# Small Ice Jigs



## Chaser (Sep 28, 2007)

I need to find a place to get small jigs in various colors and sizes for ice fishing, and for cheap. Seems silly to me to pay $.59 a piece for the ones at Sportsman's, and they rarely have the sizes and colors that I want or need. Anyone know a good source online, or better yet, locally?

Just to be clear, the jigs I am after are the tiny ones that work well for small grubs, worms, and gizzy bugs.


----------



## Critter (Mar 20, 2010)

Have you looked at Bass Pro? I use the 1/64 oz ones and found that they are killers here in the high lakes in Colorado

http://www.basspro.com/Bass-Pro-Shopsre ... LL_PRODUCT

Then I'll place a power wiggler on the shank followed by a half of a meal worm/maggot on the hook.

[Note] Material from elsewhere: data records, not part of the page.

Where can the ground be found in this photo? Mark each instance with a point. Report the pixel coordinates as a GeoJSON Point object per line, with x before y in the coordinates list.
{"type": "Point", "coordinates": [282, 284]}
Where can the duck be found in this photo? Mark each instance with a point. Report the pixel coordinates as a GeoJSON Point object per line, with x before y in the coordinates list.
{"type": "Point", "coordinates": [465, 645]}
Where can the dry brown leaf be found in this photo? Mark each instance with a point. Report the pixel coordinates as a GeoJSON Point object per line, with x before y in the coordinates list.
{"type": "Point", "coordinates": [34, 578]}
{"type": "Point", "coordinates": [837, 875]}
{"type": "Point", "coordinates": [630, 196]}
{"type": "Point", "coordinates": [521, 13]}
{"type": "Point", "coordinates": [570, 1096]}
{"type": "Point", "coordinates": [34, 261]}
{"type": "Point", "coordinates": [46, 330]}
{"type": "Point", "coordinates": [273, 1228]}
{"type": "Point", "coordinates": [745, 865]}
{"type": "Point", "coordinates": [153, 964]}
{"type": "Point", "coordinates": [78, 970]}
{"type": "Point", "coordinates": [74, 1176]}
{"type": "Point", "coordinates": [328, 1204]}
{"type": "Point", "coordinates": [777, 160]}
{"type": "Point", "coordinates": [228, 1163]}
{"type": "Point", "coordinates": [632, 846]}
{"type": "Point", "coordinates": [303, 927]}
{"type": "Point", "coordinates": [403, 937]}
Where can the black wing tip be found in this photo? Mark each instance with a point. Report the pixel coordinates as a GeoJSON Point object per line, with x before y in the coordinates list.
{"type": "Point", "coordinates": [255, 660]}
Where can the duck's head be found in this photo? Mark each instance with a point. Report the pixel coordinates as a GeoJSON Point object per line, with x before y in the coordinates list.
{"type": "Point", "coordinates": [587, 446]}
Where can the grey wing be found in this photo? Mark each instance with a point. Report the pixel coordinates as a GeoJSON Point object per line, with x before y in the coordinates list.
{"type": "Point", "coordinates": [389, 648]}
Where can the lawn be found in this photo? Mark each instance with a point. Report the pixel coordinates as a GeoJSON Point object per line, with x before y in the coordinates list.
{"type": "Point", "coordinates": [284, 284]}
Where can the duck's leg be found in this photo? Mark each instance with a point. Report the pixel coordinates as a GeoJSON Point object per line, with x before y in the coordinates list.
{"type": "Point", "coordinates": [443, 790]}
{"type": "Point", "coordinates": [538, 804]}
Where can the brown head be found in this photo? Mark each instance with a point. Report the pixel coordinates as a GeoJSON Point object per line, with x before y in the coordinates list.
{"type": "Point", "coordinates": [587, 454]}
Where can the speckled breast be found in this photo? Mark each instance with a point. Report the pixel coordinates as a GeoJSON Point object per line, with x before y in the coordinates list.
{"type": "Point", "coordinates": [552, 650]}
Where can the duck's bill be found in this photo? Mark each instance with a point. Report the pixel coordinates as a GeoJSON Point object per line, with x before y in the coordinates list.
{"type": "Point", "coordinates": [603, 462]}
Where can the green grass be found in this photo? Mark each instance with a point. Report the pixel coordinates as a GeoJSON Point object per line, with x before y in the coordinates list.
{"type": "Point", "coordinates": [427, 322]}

http://www.basspro.com/Berkley-PowerBai ... 6168/50604


----------



## Ton_Def (Dec 23, 2008)

You could pour your own or find someone who does. They most likely have the paints to color them as you need, or you could paint them your self. I use my daughters nail polish... the glow works great, and the majority will have some form of glitter already in them.


----------



## BIGDADDY (Nov 13, 2010)

Try custom jigs and spoons. I like them. I think many of the sporting good stores carry some of their products.


----------